Please accept my apologies if this has been asked and answered in the past.
We have a WIFI Mesh made up of 11 single and 3 dual radio Mikrotik devices.Most of the access points single and dual radio are running OpenWrt backfire r31348. Two dual radios are inexplicably running Mikrotik RouterOS 6.7. Most of the devices are alix2d2
http://www.pcengines.ch/alix2d2.htm
We use the Dude to monitor the mesh.
When you do a discover in services, typically you get, cpu, disk, dns, memory, ping, router, virtual memory.
We have set the polling to probe every 5 minutes, 15 seconds’ timeout and to consider a down after 3 down count.
1. To the best of our understanding the above should give us an alert if a device cannot be reached after 15 minutes and 3 attempts to connect, is that correct?
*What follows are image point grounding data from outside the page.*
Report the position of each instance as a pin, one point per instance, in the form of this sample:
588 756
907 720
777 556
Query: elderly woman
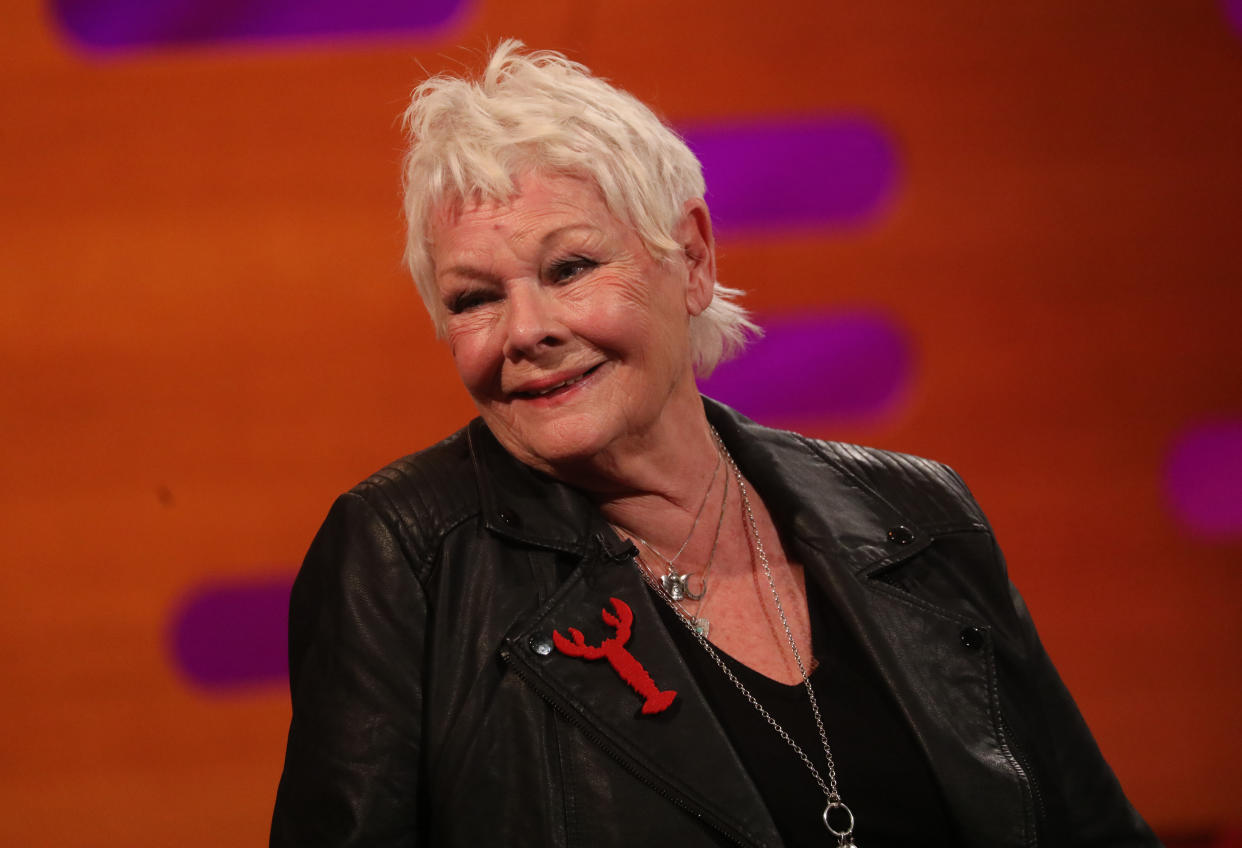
612 612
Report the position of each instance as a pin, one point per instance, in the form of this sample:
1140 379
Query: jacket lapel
681 751
847 535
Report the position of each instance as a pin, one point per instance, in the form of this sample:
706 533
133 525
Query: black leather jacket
430 709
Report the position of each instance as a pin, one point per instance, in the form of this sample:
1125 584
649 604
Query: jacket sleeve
357 623
1082 801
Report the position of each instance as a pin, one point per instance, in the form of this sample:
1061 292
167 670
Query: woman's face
568 334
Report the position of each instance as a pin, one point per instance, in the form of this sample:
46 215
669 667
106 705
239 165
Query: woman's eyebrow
468 272
553 235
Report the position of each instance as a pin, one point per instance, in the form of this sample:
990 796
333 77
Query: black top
882 772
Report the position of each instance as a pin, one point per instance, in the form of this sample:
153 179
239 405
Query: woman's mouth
557 389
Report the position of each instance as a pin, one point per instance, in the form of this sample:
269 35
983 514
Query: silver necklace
835 808
676 589
675 582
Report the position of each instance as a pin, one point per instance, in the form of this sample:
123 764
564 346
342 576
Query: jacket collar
838 514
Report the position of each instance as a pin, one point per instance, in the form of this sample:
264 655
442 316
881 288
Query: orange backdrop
205 334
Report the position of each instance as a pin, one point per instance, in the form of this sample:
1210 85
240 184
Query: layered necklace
837 817
673 584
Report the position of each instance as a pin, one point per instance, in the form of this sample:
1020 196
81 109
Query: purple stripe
121 24
836 365
1204 478
781 174
232 633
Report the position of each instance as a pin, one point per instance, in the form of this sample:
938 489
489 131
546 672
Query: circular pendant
838 820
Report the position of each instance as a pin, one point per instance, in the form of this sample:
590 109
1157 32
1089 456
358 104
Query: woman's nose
530 320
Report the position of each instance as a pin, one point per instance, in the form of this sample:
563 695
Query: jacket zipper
1025 770
516 664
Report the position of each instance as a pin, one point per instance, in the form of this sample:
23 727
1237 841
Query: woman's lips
557 389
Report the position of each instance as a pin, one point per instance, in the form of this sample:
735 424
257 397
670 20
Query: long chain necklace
837 817
677 584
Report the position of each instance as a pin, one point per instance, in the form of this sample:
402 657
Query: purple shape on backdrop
1233 14
119 24
781 174
1204 478
230 635
838 365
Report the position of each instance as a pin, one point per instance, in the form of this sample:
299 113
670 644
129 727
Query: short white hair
471 140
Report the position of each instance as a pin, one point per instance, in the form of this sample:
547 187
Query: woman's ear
698 251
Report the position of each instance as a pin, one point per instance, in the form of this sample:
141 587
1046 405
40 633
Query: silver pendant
842 834
675 585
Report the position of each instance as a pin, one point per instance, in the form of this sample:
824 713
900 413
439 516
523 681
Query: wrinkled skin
550 287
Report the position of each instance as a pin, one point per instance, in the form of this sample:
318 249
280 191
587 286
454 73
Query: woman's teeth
559 385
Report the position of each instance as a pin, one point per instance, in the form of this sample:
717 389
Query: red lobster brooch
624 663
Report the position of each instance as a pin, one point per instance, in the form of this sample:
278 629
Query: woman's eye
566 270
467 301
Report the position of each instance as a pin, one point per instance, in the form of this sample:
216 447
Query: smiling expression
571 339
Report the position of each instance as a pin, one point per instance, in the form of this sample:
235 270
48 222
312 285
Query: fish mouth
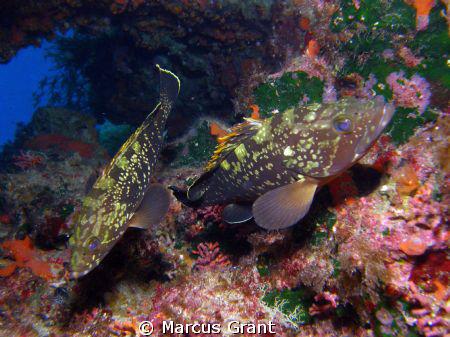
366 142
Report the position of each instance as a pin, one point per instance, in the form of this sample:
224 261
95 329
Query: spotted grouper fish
271 169
123 196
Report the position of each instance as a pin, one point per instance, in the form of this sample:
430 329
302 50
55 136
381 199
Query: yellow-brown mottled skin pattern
298 143
117 193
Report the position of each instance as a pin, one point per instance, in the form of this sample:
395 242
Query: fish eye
343 124
93 244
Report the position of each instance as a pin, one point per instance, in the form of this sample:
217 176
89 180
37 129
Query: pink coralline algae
27 160
326 302
210 257
410 93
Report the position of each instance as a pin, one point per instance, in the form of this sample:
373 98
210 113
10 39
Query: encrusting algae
123 195
270 169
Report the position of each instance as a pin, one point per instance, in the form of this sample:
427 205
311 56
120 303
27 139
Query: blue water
18 80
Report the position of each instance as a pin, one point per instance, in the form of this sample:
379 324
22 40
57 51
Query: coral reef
369 259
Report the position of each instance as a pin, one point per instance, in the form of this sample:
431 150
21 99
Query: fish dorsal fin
237 213
153 207
229 142
285 205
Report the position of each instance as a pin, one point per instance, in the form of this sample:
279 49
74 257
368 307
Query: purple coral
410 93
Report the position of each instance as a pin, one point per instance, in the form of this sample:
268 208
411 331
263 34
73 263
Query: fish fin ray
229 142
153 207
284 206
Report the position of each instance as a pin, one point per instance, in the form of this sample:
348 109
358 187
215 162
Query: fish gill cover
370 255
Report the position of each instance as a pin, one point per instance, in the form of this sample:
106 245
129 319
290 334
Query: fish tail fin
169 86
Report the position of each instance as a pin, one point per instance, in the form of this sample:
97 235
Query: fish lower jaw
77 274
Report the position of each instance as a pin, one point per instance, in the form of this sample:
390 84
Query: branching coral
210 257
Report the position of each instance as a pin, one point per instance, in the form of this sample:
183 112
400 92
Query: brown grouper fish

2. With all the default probes listed above one device or the other constantly reports one or two probes are down while the rest remains up for example the alert will be Service disk & Service CPU are down, while the rest are up, in a couple of minutes they will all be up again. At times, we have been connected to devices behind the radio and did not lose connection to the device.
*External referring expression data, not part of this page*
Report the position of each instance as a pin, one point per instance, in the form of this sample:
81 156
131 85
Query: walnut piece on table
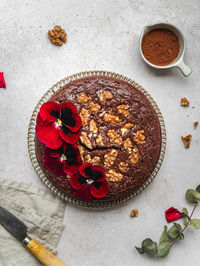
134 213
186 140
105 95
185 102
195 124
58 36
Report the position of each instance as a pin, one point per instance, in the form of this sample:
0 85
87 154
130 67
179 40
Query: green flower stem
189 218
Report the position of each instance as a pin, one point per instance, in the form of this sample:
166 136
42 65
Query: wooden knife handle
43 254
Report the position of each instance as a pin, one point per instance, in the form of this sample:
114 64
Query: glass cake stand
31 142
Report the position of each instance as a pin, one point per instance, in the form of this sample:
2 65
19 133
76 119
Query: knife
19 230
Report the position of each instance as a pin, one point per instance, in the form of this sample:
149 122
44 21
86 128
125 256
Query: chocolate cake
120 132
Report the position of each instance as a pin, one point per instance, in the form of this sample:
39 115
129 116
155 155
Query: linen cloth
40 210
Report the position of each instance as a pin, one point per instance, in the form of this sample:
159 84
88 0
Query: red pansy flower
65 160
90 183
2 81
57 123
173 214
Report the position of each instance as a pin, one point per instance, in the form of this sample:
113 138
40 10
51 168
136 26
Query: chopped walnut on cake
186 140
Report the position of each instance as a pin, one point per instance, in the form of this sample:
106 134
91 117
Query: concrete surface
103 35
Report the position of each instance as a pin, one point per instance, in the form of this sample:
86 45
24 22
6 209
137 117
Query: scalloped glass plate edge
31 143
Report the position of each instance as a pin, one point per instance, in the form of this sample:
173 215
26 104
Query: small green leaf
195 223
192 196
173 232
185 211
185 221
164 236
198 188
140 250
149 246
164 248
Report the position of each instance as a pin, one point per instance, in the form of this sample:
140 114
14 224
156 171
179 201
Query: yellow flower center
63 157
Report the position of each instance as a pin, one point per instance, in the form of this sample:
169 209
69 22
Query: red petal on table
173 214
2 81
101 191
48 134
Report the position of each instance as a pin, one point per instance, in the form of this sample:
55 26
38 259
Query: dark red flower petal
101 190
39 119
75 181
52 162
50 111
68 106
78 123
101 172
173 214
70 137
83 168
48 134
83 193
71 169
2 81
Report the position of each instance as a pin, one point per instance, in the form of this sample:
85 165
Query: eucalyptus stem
175 232
189 218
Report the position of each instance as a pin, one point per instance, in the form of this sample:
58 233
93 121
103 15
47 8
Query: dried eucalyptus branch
175 232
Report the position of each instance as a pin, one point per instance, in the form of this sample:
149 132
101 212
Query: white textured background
103 35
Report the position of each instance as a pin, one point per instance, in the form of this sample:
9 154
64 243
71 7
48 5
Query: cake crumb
134 213
195 124
185 102
186 140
We experimented with some of the percentage probes provided by Winkelman in the Probe thread. This confused us even more. The default disk probe will be down but the probe “Warning when disk usage goes over 89%” remains up.
Past experience with other tools, has shown that just ping is not sufficient, the device may not be functioning but still respond to a ping.
All we want to know is when the radio is actually down. At this point we just keep increasing Probe Interval, Probe Timeout and Probe down count till the devices stops hemorrhaging alerts. Our logic is that it is better to get a real alert even after 1 hour, rather than being inundated with false (?) alerts.
Any and all advice will be greatly appreciated.